Menurut Idrus, saat itu uang yang ditawarkan untuk biaya musyawarah nasional awalnya Rp 500 miliar, lalu turun menjadi Rp 200 miliar.
Kepada majelis hakim, Idrus mengaku sudah menolak tawaran Eni tersebut. Pada akhirnya, rencana menjadi ketua umum gagal karena hakim mengabulkan praperadilan Setya Novanto.
"Eni bilang, secerdas-cerdasnya orang, tetap butuh operasional. Tapi saya enggak ingin tersandera siapapun kalau jadi ketua umum. Eni inisiatif, memang dia sebut namanya Pak Kotjo," kata Idrus Marham.
Dalam kasus ini, Kotjo didakwa memberikan uang Rp 4,7 miliar kepada Wakil Ketua Komisi VII DPR, Eni Maulani Saragih.

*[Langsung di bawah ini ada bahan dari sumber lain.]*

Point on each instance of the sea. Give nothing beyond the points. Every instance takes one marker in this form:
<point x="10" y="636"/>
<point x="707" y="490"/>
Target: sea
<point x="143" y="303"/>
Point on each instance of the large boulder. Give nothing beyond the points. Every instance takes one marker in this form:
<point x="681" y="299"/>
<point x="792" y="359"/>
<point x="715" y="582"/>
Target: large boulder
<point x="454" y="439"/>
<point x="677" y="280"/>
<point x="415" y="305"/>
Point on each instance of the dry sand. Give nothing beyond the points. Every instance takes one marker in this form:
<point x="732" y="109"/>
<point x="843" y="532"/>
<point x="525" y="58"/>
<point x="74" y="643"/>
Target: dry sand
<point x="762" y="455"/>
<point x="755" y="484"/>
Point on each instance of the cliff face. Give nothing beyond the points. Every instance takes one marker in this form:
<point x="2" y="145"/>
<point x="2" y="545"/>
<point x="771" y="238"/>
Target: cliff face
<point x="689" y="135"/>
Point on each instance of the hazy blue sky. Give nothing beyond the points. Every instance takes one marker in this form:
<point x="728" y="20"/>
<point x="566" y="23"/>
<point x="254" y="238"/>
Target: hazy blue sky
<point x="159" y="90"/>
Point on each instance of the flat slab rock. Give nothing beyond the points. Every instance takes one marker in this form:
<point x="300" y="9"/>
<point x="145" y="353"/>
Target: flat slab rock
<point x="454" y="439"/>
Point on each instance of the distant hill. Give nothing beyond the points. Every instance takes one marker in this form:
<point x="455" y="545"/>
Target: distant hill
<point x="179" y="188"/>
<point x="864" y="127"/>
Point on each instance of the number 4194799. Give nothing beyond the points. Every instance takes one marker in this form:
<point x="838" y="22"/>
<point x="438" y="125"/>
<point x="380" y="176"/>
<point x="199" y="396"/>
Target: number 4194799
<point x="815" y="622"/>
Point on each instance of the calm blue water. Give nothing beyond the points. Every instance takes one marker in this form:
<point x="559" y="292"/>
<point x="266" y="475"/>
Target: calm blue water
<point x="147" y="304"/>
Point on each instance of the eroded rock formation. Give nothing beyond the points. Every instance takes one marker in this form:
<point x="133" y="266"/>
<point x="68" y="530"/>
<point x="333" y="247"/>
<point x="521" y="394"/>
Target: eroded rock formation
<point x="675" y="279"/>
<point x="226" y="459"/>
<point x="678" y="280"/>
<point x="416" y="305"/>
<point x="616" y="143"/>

Diduga, pemberian uang itu atas sepengetahuan Idrus Marham.
Menurut jaksa, uang tersebut diduga diberikan dengan maksud agar Eni membantu Kotjo mendapatkan proyek Independent Power Producer (IPP) Pembangkit Listrik Tenaga Uap Mulut Tambang (PLTU) Riau 1.
Proyek tersebut rencananya akan dikerjakan PT Pembangkitan Jawa Bali Investasi (PT PJBI), Blackgold Natural Resources dan China Huadian Engineering Company Ltd yang dibawa oleh Kotjo.
Menurut jaksa, Eni Maulani Saragih beberapa kali mengadakan pertemuan antara Kotjo dan pihak-pihak terkait, termasuk Direktur Utama PLN Sofyan Basir. Hal itu dilakukan Eni untuk membantu Kotjo mendapatkan proyek PLTU.